D. LES MESURES ÉLECTORALES

> Ordonnance n° 2020-307 du 25 mars 2020 relative à la prorogation des mandats des conseillers consulaires et des délégués consulaires et aux modalités d'organisation du scrutin

I. L'habilitation

L'article 21 de la loi du 25 mars 2020 reporte les élections consulaires, initialement prévues les 16 et 17 mai 2020, au plus tard au mois de juin 2020 . Il prolonge, en conséquence, le mandat des conseillers consulaires et des délégués consulaires en exercice.

Le Gouvernement est habilité à légiférer par ordonnances dans un délai d'un mois à compter de la publication de la loi pour « prendre toute mesure relevant du domaine de la loi liée à la prorogation des mandats des conseillers consulaires et des délégués consulaires et aux modalités d'organisation du scrutin ». Un projet de loi de ratification doit être déposé devant le Parlement dans un délai d'un mois à compter de la publication de chaque ordonnance.

II. Le calendrier électoral prévu par l'ordonnance

L'ordonnance n° 2020-307 du 25 mars 2020 prévoit un calendrier sous forme d'un « rétroplanning » pour les opérations préparatoires aux élections consulaires, sans préciser la date du nouveau scrutin . Cette date sera fixée par décret, en fonction des recommandations du comité de scientifiques placé auprès du Gouvernement 118 ( * ) .

Les candidatures déjà déposées pour le scrutin des 16 et 17 mai 2020 resteraient valables, « sauf manifestation de volonté expresse des candidats ». De nouveaux candidats pourraient quant à eux déposer leur dossier jusqu'à 30 jours avant le scrutin.

Le calendrier électoral serait concentré sur 40 jours, contre 90 jours dans le droit commun .

Élections consulaires : le calendrier électoral

Droit commun

Scrutin de juin 2020

Convocation des électeurs

J-90 avant le scrutin

J-40 avant le scrutin

Délai limite pour le dépôt
des candidatures

J-70

J-30

Remise, par l'administration,
du récépissé d'enregistrement des candidatures

J-66

(quatre jours)

J-28

(deux jours)

Délai de contestation si l'administration refuse d'enregistrer la candidature

J-63

(trois jours)

J-25

(trois jours)

Décision du juge administratif

sur ce contentieux

J-60

(trois jours)

J-22

(trois jours)

Envoi des courriers informant

les électeurs du scrutin et

des candidats en présence

J-50

J-18

Dépôt, par les candidats,
de leurs bulletins de vote
au poste consulaire

J-47

Date à fixer par décret

Transmission, par les candidats, de leur profession de foi
pour publication sur le site
du ministère
des affaires étrangères

J-28

Date à fixer par décret

Début de la campagne électorale

J-21

Date à fixer par décret

Vote par internet 119 ( * )

Entre J-9 et J-4

Date à fixer par décret

Vote à l'urne

16-17 mai 2020

Date à fixer par décret, au plus tard
au mois de juin

Proclamation des résultats

J + 2

J + 2

Délai limite pour

contester les résultats de l'élection

J + 12

J + 12

Election, parmi les conseillers consulaires, des membres
de l'Assemblée des Français
de l'étranger (AFE)

J + 30

J + 30

Délai limite pour

la première réunion de l'AFE

J + 150

J + 150

Ce calendrier est particulièrement resserré , en raison des contraintes imposées par la situation sanitaire.

Il suppose que le comité de scientifiques rende son rapport au moins 45 jours avant le scrutin afin de pouvoir mener des consultations politiques en amont du décret de convocation des électeurs.
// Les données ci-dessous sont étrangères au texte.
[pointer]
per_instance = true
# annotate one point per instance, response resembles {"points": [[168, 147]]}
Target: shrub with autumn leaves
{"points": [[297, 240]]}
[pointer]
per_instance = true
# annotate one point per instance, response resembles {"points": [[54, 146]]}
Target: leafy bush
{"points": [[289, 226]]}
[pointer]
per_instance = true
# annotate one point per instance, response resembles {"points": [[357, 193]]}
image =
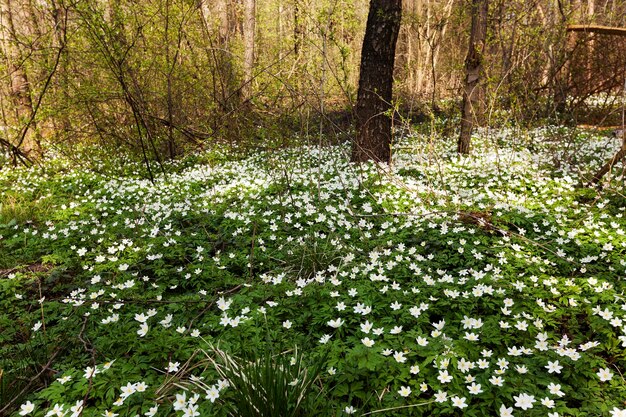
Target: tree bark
{"points": [[249, 23], [373, 122], [470, 110], [19, 87]]}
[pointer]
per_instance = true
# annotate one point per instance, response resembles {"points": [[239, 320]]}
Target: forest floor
{"points": [[295, 283]]}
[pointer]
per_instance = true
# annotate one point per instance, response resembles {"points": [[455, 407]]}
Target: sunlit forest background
{"points": [[289, 208]]}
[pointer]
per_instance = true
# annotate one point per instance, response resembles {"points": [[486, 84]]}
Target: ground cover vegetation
{"points": [[297, 207], [444, 285]]}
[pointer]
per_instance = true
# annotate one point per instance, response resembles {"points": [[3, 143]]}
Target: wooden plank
{"points": [[603, 30]]}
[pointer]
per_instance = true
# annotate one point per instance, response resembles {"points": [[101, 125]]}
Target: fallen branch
{"points": [[607, 167]]}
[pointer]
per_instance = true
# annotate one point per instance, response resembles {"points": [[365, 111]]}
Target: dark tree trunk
{"points": [[470, 110], [373, 123]]}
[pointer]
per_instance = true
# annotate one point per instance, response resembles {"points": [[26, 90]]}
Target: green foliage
{"points": [[437, 289]]}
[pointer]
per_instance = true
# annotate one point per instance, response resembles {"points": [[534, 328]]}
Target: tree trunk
{"points": [[373, 122], [249, 22], [298, 29], [19, 87], [470, 110]]}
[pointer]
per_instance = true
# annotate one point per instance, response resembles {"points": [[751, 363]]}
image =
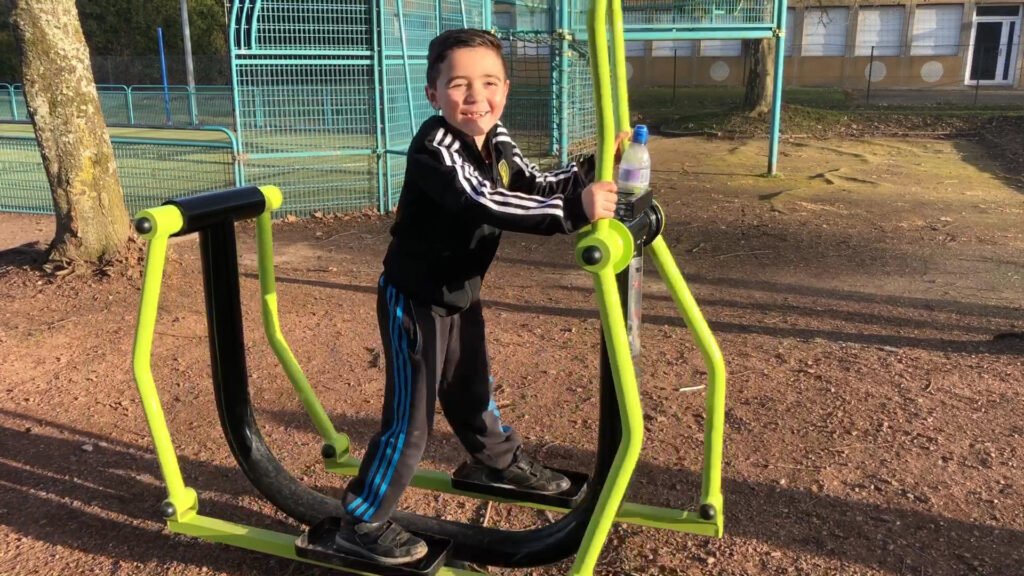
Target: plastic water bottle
{"points": [[634, 169]]}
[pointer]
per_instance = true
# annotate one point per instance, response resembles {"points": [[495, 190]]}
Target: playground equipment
{"points": [[610, 250]]}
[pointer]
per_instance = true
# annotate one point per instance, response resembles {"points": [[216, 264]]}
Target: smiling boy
{"points": [[466, 181]]}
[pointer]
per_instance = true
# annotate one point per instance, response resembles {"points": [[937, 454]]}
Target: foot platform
{"points": [[317, 544], [468, 479]]}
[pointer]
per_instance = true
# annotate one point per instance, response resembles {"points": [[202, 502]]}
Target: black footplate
{"points": [[317, 544], [630, 207], [466, 479]]}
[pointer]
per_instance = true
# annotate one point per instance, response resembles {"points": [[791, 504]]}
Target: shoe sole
{"points": [[383, 560], [525, 489]]}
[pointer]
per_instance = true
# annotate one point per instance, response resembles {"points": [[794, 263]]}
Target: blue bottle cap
{"points": [[640, 133]]}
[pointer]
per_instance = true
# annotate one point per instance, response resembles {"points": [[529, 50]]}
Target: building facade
{"points": [[890, 44]]}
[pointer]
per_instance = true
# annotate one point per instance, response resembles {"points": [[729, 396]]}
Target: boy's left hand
{"points": [[622, 137]]}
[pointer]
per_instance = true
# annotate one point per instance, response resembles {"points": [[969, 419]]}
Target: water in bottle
{"points": [[634, 169]]}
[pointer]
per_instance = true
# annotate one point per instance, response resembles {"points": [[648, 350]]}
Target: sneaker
{"points": [[524, 474], [384, 542]]}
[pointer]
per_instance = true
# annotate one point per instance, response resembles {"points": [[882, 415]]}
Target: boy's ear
{"points": [[431, 95]]}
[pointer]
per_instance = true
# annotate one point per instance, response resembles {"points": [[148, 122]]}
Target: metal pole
{"points": [[977, 74], [776, 96], [186, 35], [870, 73], [163, 76], [675, 74], [189, 70]]}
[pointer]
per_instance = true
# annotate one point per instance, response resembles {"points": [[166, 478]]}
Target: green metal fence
{"points": [[329, 94], [152, 169], [179, 107]]}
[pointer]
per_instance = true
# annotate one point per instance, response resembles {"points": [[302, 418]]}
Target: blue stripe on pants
{"points": [[359, 504]]}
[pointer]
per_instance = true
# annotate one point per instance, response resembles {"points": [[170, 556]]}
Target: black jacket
{"points": [[455, 205]]}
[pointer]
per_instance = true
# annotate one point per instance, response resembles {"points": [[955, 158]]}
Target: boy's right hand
{"points": [[599, 200]]}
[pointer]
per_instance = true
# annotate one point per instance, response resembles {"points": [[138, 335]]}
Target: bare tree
{"points": [[760, 57], [92, 223]]}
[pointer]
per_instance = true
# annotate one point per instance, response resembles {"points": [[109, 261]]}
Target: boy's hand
{"points": [[622, 137], [599, 200]]}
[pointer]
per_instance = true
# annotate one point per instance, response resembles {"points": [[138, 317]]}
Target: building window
{"points": [[504, 21], [636, 48], [672, 48], [791, 30], [721, 47], [936, 31], [824, 32], [881, 27]]}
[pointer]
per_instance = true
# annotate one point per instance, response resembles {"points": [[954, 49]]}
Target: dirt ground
{"points": [[869, 305]]}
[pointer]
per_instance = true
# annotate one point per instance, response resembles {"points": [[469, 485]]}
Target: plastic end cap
{"points": [[273, 197], [591, 255], [143, 225], [640, 133]]}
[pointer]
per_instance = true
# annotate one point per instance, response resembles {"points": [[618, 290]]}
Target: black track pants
{"points": [[426, 357]]}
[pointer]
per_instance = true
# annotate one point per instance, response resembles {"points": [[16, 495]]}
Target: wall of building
{"points": [[904, 70]]}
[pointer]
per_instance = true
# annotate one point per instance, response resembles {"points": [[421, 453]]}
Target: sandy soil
{"points": [[869, 305]]}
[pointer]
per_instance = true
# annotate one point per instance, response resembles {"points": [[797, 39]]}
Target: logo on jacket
{"points": [[503, 171]]}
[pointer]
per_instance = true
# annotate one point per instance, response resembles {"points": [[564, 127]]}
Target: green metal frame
{"points": [[613, 240], [614, 243]]}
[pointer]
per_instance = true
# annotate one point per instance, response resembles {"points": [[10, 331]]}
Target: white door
{"points": [[994, 43]]}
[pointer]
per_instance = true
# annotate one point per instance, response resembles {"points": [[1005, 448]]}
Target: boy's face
{"points": [[471, 90]]}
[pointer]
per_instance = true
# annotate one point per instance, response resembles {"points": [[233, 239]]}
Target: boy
{"points": [[465, 181]]}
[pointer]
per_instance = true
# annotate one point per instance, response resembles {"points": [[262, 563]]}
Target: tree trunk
{"points": [[760, 75], [92, 223]]}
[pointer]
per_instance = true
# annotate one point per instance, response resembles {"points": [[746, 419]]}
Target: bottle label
{"points": [[634, 176]]}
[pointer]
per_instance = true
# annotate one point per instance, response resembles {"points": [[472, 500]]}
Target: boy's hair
{"points": [[450, 40]]}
Si le scrutin a lieu les 20 et 21 juin prochains, le comité de scientifiques devra se prononcer le 7 mai 2020 au plus tard (alors que la loi lui laisse théoriquement jusqu'au 23 mai 2020 pour le faire), pour un décret de convocation publié le 12 mai 2020.

L'administration ne disposera que de 2 jours pour contrôler la validité des candidatures, contre 4 jours dans le droit commun.

La campagne électorale, qui dure habituellement trois semaines, serait donc réduite à quelques jours . En fonction des décrets à paraître, elle pourrait commencer environ 6 jours avant le début de vote par internet - qui se déroule de manière anticipée - et 15 jours avant le vote à l'urne.

III. Des mesures qui soulèvent encore certaines interrogations

Divers ajustements calendaires (non prévus par l'ordonnance du Gouvernement) auraient permis d'allonger la durée de la campagne électorale, par exemple en réduisant le délai entre la convocation des électeurs et le dépôt des candidatures ou le délai dont dispose les candidats pour contester le refus de leur candidature. Ce choix n'a toutefois pas été fait par le Gouvernement.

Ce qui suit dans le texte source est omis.